Il ricorrente concentra le censure sulle sole espressioni riportate in sentenza, particolarmente valorizzate dai giudici di appello, che, invece, costituiscono l'epilogo di un comportamento irriguardoso ed oltraggioso.

Richiamando la sentenza di primo grado, nella quale è descritta compiutamente la condotta dell'imputato, i giudici di merito hanno tenuto conto di tutte le espressioni pronunciate dall'imputato nel corso dell'udienza e di quelle che si collocavano all'apice di un atteggiamento aggressivo, provocatorio ed irriverente dell'imputato, connotato da un progressivo crescendo di accuse all'operato del Presidente del collegio, contestato non sul piano tecnico con argomenti tecnico-giuridici, bensì sul piano professionale e personale, addebitandogli l'incapacità di arginare il comportamento del P.m.

La lettura del capo di imputazione dà conto delle ripetute contestazioni rivolte dal M. al Presidente sul modo di condurre l'udienza al punto da esortarlo ad abbandonare il dibattimento, per aver consentito eccessiva libertà al P.m., facendo illazioni e lasciando intendere che tale incapacità di arginare il P.m. potesse derivare da problemi particolari del giudicante nei confronti dei rappresentante dell'accusa.

L'esortazione ad un corretto esercizio della professione si risolve in un'offesa alla capacità del giudicante e l'allusione a problemi di indeterminata ed imprecisata natura del giudice nei confronti del P.m. risulta gravemente insinuante ed idonea a generare dubbi sull'imparzialità del giudice, accusato, dapprima di debolezza, poi di compiacente indulgenza.

E', pertanto, corretta la valutazione della Corte territoriale, che ha ravvisato in tale condotta il nucleo centrale dell'accusa, non potendosi ritenere, come prospetta il ricorrente, che l'espressione costituisse mera critica, diretta a contestare la legittimità o l'opportunità del comportamento del giudicante e non un attacco alla sua persona (Sez. 6, n.20085 del 20/05/2011, Prencipe, Rv. 250070, Sez. 6, n. 21112 del 23/03/2004, Perniciaro, Rv. 228817).

2. Anche il secondo motivo è infondato, in quanto il dolo è integrato dalla consapevolezza dell'offensività delle espressioni utilizzate, resa evidente sia dal tenore oggettivo che dalla ripetitività incalzante delle stesse nonché dalla condotta complessiva del ricorrente, addirittura trasmodata nel tentativo di istigare gli altri difensori ad abbandonare il dibattimento in segno di protesta ed a loro volta accusati di non svolgere in modo adeguato il loro compito per non aver aderito alla sua proposta.
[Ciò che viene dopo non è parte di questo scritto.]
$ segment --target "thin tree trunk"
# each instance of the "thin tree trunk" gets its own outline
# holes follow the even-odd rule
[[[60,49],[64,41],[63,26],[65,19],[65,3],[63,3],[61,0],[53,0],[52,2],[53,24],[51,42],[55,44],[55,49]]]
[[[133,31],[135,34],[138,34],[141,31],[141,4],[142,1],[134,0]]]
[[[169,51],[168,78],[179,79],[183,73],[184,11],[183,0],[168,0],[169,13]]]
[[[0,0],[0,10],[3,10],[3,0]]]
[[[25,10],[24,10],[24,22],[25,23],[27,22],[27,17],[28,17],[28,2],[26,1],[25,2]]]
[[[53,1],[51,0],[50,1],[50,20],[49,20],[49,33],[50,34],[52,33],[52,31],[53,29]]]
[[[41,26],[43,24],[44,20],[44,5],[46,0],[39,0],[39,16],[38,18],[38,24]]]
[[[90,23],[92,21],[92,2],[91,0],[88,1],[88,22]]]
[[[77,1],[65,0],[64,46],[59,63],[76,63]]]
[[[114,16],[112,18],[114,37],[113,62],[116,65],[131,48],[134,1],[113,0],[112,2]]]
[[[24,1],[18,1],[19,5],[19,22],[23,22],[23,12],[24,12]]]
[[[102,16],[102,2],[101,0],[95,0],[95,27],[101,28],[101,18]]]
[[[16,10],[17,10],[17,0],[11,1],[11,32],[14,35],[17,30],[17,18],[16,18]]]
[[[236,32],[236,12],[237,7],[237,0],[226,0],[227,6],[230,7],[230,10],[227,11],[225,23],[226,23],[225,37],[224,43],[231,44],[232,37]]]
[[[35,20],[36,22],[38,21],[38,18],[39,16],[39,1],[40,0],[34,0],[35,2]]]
Alla inammissibilità del ricorso consegue la condanna del ricorrente al pagamento delle spese processuali ed al pagamento di una somma in favore della cassa delle ammende, che si stima equo determinare in € 1.500,00.

P.Q.M.

Dichiara inammissibile il ricorso e condanna il ricorrente al pagamento delle spese processuali e della somma di € 1.500,00 in favore della cassa delle ammende.